Is Driverwhiz.exe safe software?[edit]

I am trying to download and install TWAIN for image manipulation. One way to do it is via TWAIN and that in tern led me to the above exec.

Thanks AboutFace 22 (talk) 23:54, 8 December 2018 (UTC)[reply]

TWAIN is not, itself, a thing you install. It's an API that programmers write software to use. What exactly are you trying to do? Details such as your platform, operating system, and whatever hardware (e.g., scanner, digital camera) you're trying to work with would help. If trying to use something like a scanner, did you install whatever drivers and software were provided by the manufacturer, and are you following the manufacturer's instructions? If you don't have an installation disk, go to the manufacturer's website and see if the software is available there.
Randomly Googling for software is generally not a great idea. Symantec says that DriverWhiz is "scamware": it tells you things are wrong with your computer and tries to get you to pay money to "fix" it. Paying money won't actually accomplish anything. If you've installed it, try to uninstall it normally. Then run a full system scan with an antivirus program. If you're not using a third-party program, Microsoft provides Windows Defender or Microsoft Security Essentials with Windows (depending on version). (This is assuming you're using Windows and the "DriverWhiz" program is the same thing as in that Symantec bulletin.) --47.146.63.87 (talk) 09:32, 9 December 2018 (UTC)[reply]

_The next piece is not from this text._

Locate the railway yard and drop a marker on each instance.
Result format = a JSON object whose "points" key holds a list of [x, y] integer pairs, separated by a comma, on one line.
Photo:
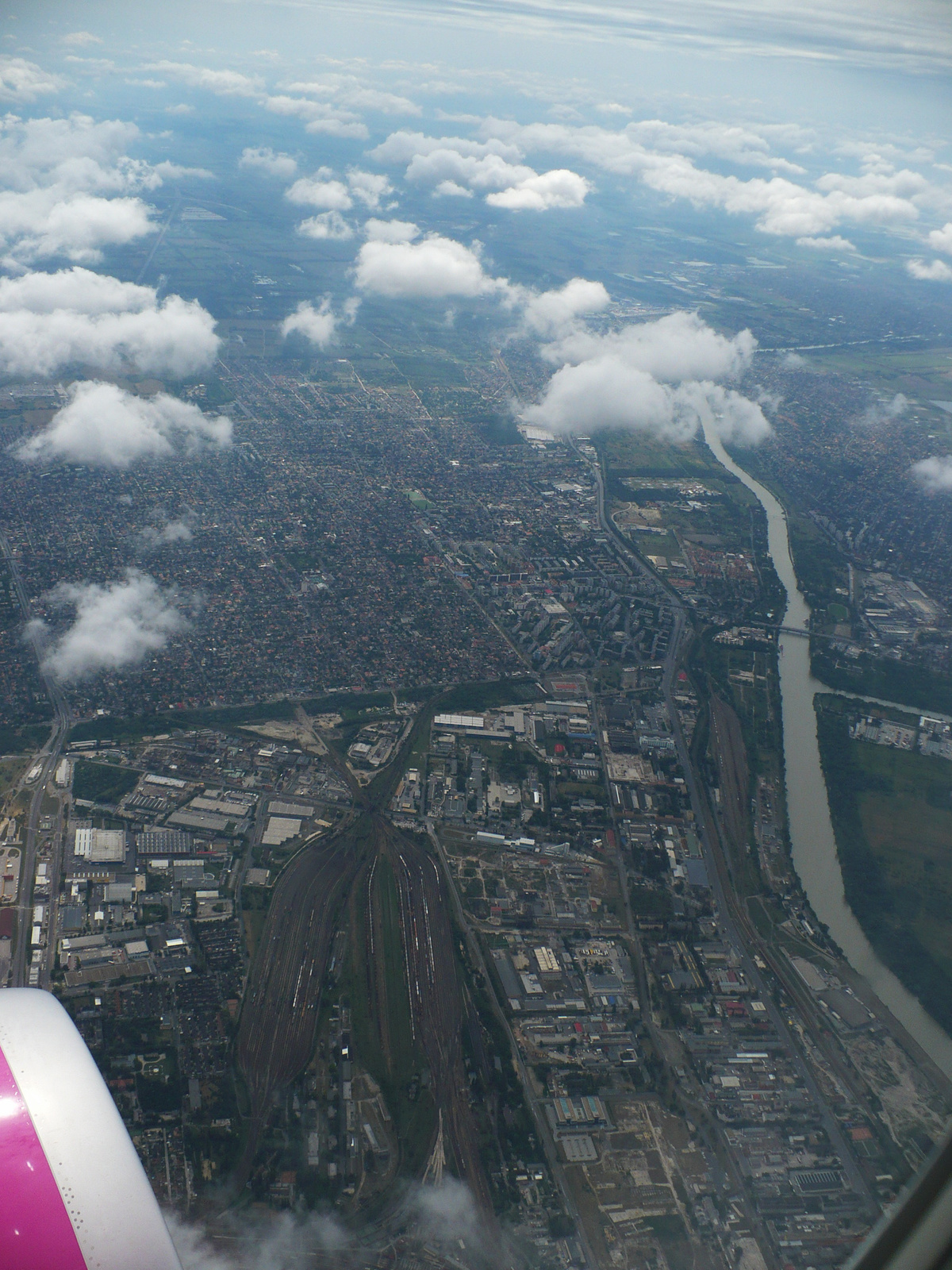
{"points": [[509, 973]]}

Thank you for the answer. Mine is a visual recognition application that I am trying to implement. My hardware now is HP Pavilion With Windows 10 OS 64 bit. The plan for this application is to take images directly off the webcam and transform them into some other derivatives and the latter will be stored in SQL Server. That will not be the end of the process but a very important ingredient. From what I've read about TWAIN it seems it provides a user interface, a GUI which I would prefer to avoid. I downloaded driverwhiz but haven't installed it yet.

In lieu pf what you've said about the driverwhiz what other options exist for me? In principle I can write a totally independent C++ application that will read the webcam images one by one, it is what I need. I need 10 such images per second. Any suggestion will be appreciated.

Thank you, AboutFace 22 (talk) 15:27, 9 December 2018 (UTC)[reply]

On new versions of Windows, including Windows 10, you should learn and use the MediaCapture interface to retrieve images from your web-camera. Here is the official introductory documentation: Basic Photo and Video Capture... from Microsoft.
Don't waste time learning obsolete technologies; don't install third-party software; image capture is a standard task that can be done using standard tools built in to the default Windows development environment - as long as you carefully follow Microsoft's documentation.